Un silencio. Y luego, como un pacto tácito, se acercaron. No hubo prisa. Solo un roce de manos, una caricia ligera en el rostro. Y un abrazo que cerró veinte años de distancia.
Meses después, Carla decidió dejar su piso y regresar al barrio. Trabajaba desde casa, como consultora financiera. David seguía con su taller mecánico, orgulloso de sus clientes fieles.

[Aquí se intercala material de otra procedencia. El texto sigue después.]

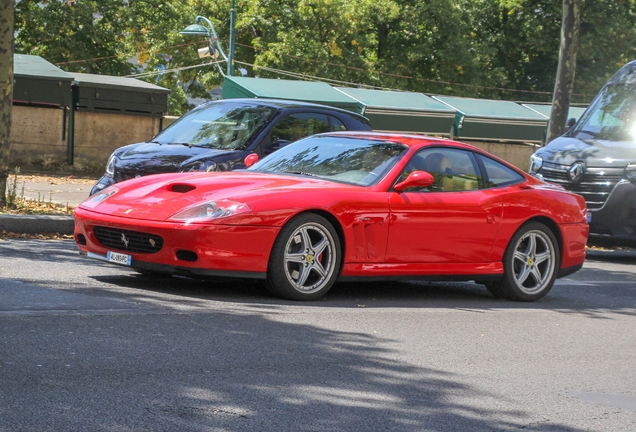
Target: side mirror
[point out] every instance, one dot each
(416, 178)
(250, 160)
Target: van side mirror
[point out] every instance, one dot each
(250, 160)
(416, 178)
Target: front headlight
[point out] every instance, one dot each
(99, 197)
(199, 166)
(110, 166)
(630, 172)
(210, 210)
(535, 163)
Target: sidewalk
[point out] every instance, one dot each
(59, 190)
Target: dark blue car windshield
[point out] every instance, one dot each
(224, 125)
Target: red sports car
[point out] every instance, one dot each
(346, 206)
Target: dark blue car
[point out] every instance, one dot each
(218, 135)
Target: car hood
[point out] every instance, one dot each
(159, 197)
(152, 158)
(594, 152)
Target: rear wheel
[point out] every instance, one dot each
(531, 264)
(305, 259)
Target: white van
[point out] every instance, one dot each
(596, 158)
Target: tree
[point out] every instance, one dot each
(567, 67)
(6, 91)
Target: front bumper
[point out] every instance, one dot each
(615, 221)
(197, 249)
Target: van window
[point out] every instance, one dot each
(612, 115)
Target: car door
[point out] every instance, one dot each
(455, 220)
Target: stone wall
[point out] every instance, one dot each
(39, 141)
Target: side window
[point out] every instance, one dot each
(337, 124)
(297, 126)
(499, 175)
(452, 169)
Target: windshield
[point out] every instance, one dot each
(612, 115)
(344, 159)
(219, 125)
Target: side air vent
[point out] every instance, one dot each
(181, 188)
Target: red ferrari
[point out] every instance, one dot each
(346, 206)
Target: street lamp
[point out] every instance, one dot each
(197, 29)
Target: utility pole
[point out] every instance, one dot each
(564, 82)
(7, 17)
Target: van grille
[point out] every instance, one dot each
(130, 241)
(595, 186)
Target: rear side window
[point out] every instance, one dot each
(337, 124)
(498, 174)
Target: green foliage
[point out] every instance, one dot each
(504, 49)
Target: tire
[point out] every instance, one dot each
(531, 264)
(305, 259)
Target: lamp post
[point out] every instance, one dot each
(197, 29)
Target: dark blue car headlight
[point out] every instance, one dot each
(630, 172)
(199, 166)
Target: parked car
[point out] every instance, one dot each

El amor entre ellos no era una explosión adolescente, sino una llama tranquila, constante. Se acompañaban en lo cotidiano: las cenas, los domingos de película, las visitas al mercado. No necesitaban promesas, ni reencuentros dramáticos. Solo el presente. Por fin juntos.
Una tarde, paseando por el parque de su infancia, Carla se detuvo frente al banco donde tantas veces conversaron siendo niños.
—¿Sabes? —le dijo a David—. Nunca entendí qué le viste a Elena.
David la miró con ternura.
—No sé… Supongo que solo era una ilusión. Pero lo que yo no vi fue lo que tenía delante. Tarde, pero ahora lo veo todo claro.
Carla sonrió.
—Entonces, ¿qué me ves ahora?
—Veo a la mujer que siempre quise… y que por fin tengo.
Y sin decir más, se tomaron de la mano, como si el tiempo, por fin, se hubiera rendido a su favor.